Zuurbier has been managing the Malian domain since 2013 and has collected close to 117,000 misdirected messages.
Zuurbier informed US officials this month that his contract with the Malian government will expire soon, which means that these emails could be exploited after his departure.
The Malian military government will take control of the domain on July 24.
Much of the email flow is spam, but some emails contain highly sensitive data on serving US military personnel, contractors, and their families. The contents include X-rays and medical data, identity document information, crew lists for ships, staff lists at bases, maps of installations, photos of bases, naval inspection reports, contracts, criminal complaints against personnel, internal investigations into bullying, official travel itineraries, bookings, and tax and financial records.
One misdirected email this year included the travel plans for General James McConville, the chief of staff of the US Army, and his delegation for a then-forthcoming visit to Indonesia in May.
Lt Cmdr Tim Gorman, a spokesman for the Pentagon, said the Department of Defense "is aware of this issue and takes all unauthorised disclosures of controlled national security information or controlled unclassified information seriously".
Zuurbier says that he made repeated attempts to alert the US authorities after realising what was happening and taking legal advice.
Data shows systematic sources of leakage.
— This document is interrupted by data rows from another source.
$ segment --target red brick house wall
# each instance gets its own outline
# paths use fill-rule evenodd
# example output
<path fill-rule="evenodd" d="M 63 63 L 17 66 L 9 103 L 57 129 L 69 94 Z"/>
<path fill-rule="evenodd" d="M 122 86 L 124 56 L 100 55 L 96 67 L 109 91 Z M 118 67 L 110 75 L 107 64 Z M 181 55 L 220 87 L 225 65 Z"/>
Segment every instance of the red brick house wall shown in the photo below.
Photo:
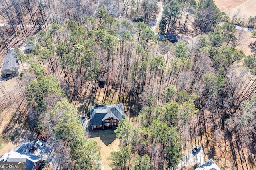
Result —
<path fill-rule="evenodd" d="M 102 125 L 102 127 L 100 127 L 100 125 L 95 125 L 96 126 L 96 127 L 94 127 L 94 125 L 92 125 L 92 129 L 98 129 L 98 128 L 104 128 L 105 127 L 105 125 Z"/>

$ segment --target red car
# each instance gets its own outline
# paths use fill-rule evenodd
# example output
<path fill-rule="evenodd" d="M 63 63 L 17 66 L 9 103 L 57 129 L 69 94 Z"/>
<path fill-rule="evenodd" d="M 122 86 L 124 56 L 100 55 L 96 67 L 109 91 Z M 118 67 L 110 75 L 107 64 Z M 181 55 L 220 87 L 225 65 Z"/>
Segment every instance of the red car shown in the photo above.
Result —
<path fill-rule="evenodd" d="M 47 138 L 44 137 L 43 135 L 41 135 L 39 136 L 39 139 L 41 139 L 42 141 L 44 142 L 46 142 L 47 141 Z"/>

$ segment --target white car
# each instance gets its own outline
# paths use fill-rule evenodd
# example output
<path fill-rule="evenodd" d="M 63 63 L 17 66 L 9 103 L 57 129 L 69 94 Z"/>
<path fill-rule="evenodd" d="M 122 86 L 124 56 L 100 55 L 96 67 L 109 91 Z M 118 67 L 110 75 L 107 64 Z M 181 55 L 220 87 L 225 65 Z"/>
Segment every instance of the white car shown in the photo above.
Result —
<path fill-rule="evenodd" d="M 41 148 L 44 148 L 44 144 L 43 144 L 40 140 L 37 141 L 36 143 Z"/>

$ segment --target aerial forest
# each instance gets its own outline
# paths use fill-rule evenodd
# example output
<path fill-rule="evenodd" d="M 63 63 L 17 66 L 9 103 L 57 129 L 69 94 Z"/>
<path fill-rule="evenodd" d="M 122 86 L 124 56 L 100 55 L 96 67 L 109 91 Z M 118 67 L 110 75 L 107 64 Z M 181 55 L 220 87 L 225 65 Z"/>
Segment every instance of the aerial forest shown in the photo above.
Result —
<path fill-rule="evenodd" d="M 0 0 L 27 123 L 47 132 L 62 169 L 100 169 L 100 148 L 77 122 L 96 101 L 125 106 L 112 169 L 174 168 L 199 143 L 221 169 L 256 167 L 256 53 L 239 48 L 237 21 L 212 0 L 159 1 Z M 190 38 L 160 40 L 167 32 Z"/>

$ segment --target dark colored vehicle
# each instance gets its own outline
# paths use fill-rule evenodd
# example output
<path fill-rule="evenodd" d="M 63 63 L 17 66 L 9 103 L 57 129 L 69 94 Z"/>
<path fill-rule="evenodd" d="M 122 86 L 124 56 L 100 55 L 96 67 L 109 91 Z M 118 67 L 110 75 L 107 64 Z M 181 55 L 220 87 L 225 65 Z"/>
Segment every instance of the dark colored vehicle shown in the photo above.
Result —
<path fill-rule="evenodd" d="M 32 146 L 32 147 L 30 148 L 30 149 L 28 151 L 28 152 L 33 152 L 33 151 L 34 151 L 34 150 L 36 150 L 36 148 L 35 147 L 35 146 Z"/>
<path fill-rule="evenodd" d="M 200 145 L 196 145 L 196 146 L 192 150 L 192 152 L 195 154 L 198 150 L 201 149 L 201 146 Z"/>
<path fill-rule="evenodd" d="M 44 145 L 42 142 L 41 142 L 40 140 L 38 140 L 36 142 L 37 145 L 38 145 L 40 148 L 42 149 L 44 147 Z"/>
<path fill-rule="evenodd" d="M 44 137 L 43 135 L 41 135 L 39 136 L 39 139 L 41 139 L 42 141 L 44 142 L 46 142 L 47 141 L 47 138 Z"/>

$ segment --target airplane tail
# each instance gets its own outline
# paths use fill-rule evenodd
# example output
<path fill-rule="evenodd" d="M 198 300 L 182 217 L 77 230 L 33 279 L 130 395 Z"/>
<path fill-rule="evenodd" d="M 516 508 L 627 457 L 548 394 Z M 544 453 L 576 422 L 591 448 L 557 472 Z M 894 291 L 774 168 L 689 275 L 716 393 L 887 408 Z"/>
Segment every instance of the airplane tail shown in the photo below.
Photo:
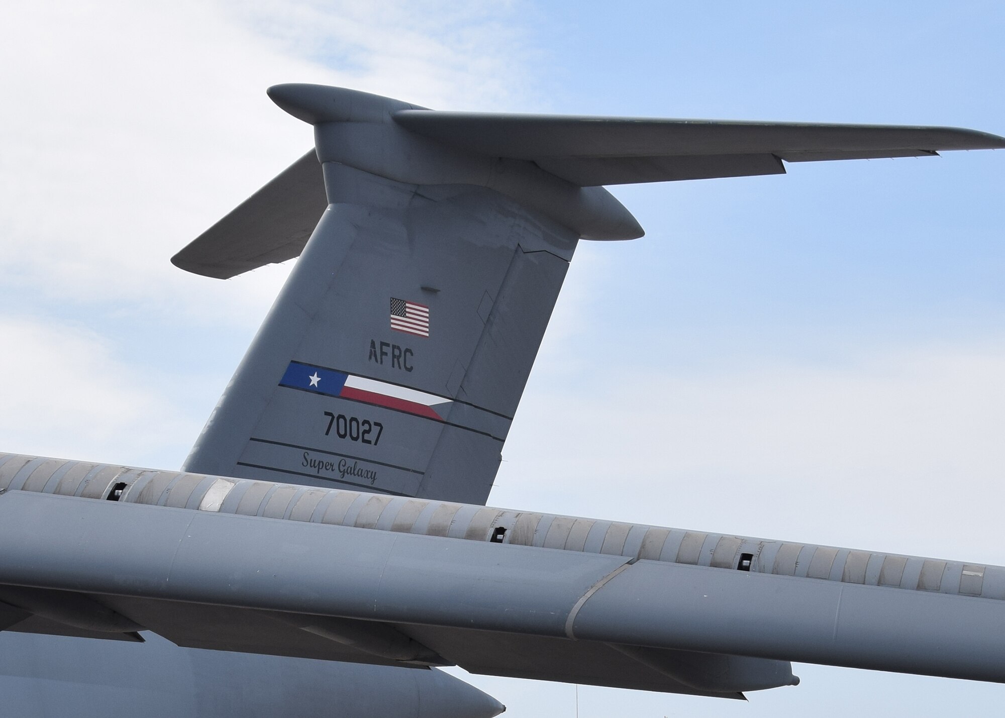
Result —
<path fill-rule="evenodd" d="M 484 504 L 580 232 L 520 201 L 540 170 L 499 169 L 504 191 L 437 176 L 456 158 L 429 142 L 373 166 L 401 156 L 402 104 L 288 88 L 270 94 L 314 122 L 323 172 L 306 155 L 172 259 L 239 274 L 295 255 L 321 215 L 184 469 Z"/>
<path fill-rule="evenodd" d="M 228 278 L 300 258 L 185 469 L 468 504 L 488 496 L 577 241 L 642 235 L 600 185 L 1005 147 L 954 128 L 444 113 L 312 84 L 269 96 L 314 125 L 316 153 L 172 261 Z"/>

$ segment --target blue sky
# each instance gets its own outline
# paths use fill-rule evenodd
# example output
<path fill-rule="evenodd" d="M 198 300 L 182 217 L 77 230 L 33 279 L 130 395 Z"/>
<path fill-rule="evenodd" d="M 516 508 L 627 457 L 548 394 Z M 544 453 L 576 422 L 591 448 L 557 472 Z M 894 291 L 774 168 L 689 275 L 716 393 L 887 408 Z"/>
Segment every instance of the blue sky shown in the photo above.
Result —
<path fill-rule="evenodd" d="M 1005 134 L 999 3 L 34 3 L 0 28 L 0 441 L 180 465 L 285 276 L 168 257 L 288 164 L 279 81 L 433 108 Z M 490 503 L 1005 563 L 1005 153 L 621 187 Z M 742 610 L 742 606 L 738 606 Z M 1000 710 L 819 667 L 751 703 L 584 687 L 580 715 Z M 510 715 L 571 686 L 471 677 Z"/>

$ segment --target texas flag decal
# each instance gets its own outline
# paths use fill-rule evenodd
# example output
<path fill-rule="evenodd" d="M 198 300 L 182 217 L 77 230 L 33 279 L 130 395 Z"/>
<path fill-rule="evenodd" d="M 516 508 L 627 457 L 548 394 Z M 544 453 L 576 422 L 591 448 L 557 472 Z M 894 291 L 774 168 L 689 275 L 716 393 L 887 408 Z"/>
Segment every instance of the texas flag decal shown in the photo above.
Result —
<path fill-rule="evenodd" d="M 451 403 L 450 399 L 407 386 L 354 376 L 336 369 L 325 369 L 298 361 L 289 362 L 286 372 L 279 380 L 279 386 L 383 406 L 435 421 L 443 420 L 446 409 Z"/>

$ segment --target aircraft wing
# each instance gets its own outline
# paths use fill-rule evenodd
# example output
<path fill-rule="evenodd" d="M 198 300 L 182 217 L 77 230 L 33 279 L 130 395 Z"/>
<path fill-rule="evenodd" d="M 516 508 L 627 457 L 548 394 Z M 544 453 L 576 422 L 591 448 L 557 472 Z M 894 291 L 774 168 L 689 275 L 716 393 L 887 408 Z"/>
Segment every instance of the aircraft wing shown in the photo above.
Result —
<path fill-rule="evenodd" d="M 282 86 L 310 85 L 280 85 L 280 89 Z M 280 93 L 273 96 L 281 103 Z M 521 161 L 577 187 L 785 174 L 784 162 L 924 157 L 944 150 L 1005 148 L 1005 139 L 996 135 L 941 127 L 651 120 L 420 109 L 397 110 L 390 113 L 390 118 L 388 123 L 399 131 L 404 130 L 413 140 L 432 141 L 441 152 Z M 323 122 L 330 118 L 310 119 Z M 353 121 L 347 123 L 350 125 L 366 124 L 358 122 L 360 118 L 355 116 L 345 119 Z M 360 158 L 380 144 L 375 137 L 352 134 L 340 136 L 340 142 L 347 148 L 358 148 L 362 153 Z M 350 166 L 359 164 L 351 157 L 342 161 Z M 450 168 L 451 160 L 437 161 Z M 410 177 L 401 179 L 412 181 Z M 431 183 L 451 181 L 470 181 L 470 178 Z M 263 264 L 290 259 L 299 255 L 327 205 L 322 171 L 312 151 L 171 260 L 197 275 L 228 279 Z"/>
<path fill-rule="evenodd" d="M 530 160 L 581 187 L 784 174 L 785 162 L 924 157 L 1005 147 L 944 127 L 648 120 L 402 110 L 418 135 L 490 157 Z"/>
<path fill-rule="evenodd" d="M 171 261 L 203 277 L 228 280 L 299 256 L 328 199 L 314 150 L 192 240 Z"/>
<path fill-rule="evenodd" d="M 0 540 L 0 600 L 76 597 L 197 648 L 725 697 L 688 667 L 1005 682 L 997 600 L 21 491 Z"/>

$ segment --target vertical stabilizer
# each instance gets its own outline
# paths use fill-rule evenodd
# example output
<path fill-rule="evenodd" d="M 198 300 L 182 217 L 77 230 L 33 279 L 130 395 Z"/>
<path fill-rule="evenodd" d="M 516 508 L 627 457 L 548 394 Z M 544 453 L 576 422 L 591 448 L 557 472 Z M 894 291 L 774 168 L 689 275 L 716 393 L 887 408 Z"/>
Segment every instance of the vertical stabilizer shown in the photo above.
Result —
<path fill-rule="evenodd" d="M 323 169 L 328 209 L 185 470 L 483 504 L 579 235 L 485 186 Z"/>

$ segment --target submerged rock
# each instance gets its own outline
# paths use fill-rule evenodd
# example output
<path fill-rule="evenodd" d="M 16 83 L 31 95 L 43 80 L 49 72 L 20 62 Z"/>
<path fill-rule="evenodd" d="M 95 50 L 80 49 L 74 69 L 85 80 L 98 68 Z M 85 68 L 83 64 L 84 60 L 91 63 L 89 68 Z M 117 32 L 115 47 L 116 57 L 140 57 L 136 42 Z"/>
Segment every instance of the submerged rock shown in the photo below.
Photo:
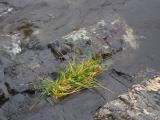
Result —
<path fill-rule="evenodd" d="M 160 76 L 134 85 L 128 93 L 105 104 L 95 120 L 159 120 Z"/>

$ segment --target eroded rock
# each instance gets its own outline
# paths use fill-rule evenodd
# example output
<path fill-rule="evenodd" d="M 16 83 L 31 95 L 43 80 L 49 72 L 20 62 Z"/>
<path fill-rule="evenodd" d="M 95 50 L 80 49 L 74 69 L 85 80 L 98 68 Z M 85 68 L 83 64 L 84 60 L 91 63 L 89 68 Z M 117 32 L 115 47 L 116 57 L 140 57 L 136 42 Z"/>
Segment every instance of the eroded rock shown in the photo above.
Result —
<path fill-rule="evenodd" d="M 105 104 L 95 120 L 159 120 L 160 76 L 134 85 L 128 93 Z"/>

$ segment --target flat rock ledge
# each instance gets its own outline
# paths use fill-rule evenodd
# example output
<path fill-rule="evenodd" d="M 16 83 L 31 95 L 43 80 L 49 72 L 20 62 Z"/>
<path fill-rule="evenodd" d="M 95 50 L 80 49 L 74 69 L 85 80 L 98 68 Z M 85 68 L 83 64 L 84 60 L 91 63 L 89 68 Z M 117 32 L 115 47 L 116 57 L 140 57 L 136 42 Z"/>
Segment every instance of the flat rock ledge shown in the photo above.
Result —
<path fill-rule="evenodd" d="M 134 85 L 100 108 L 95 120 L 160 120 L 160 76 Z"/>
Travel agents working for the military routinely misspell emails. Staff sending emails between their own accounts are also a problem. Many emails are from private contractors working with the US military.
Some emails contain passport numbers sent by the state department's special issuances agency, while others included information on future military procurement options and a complaint about a Dutch Apache unit's potential vulnerability to cyber attack.
Eight emails from the Australian department of defence, intended for the US recipients, went astray. Those included a presentation about corrosion problems affecting Australian F-35s and an artillery manual "carried by command post officers for each battery".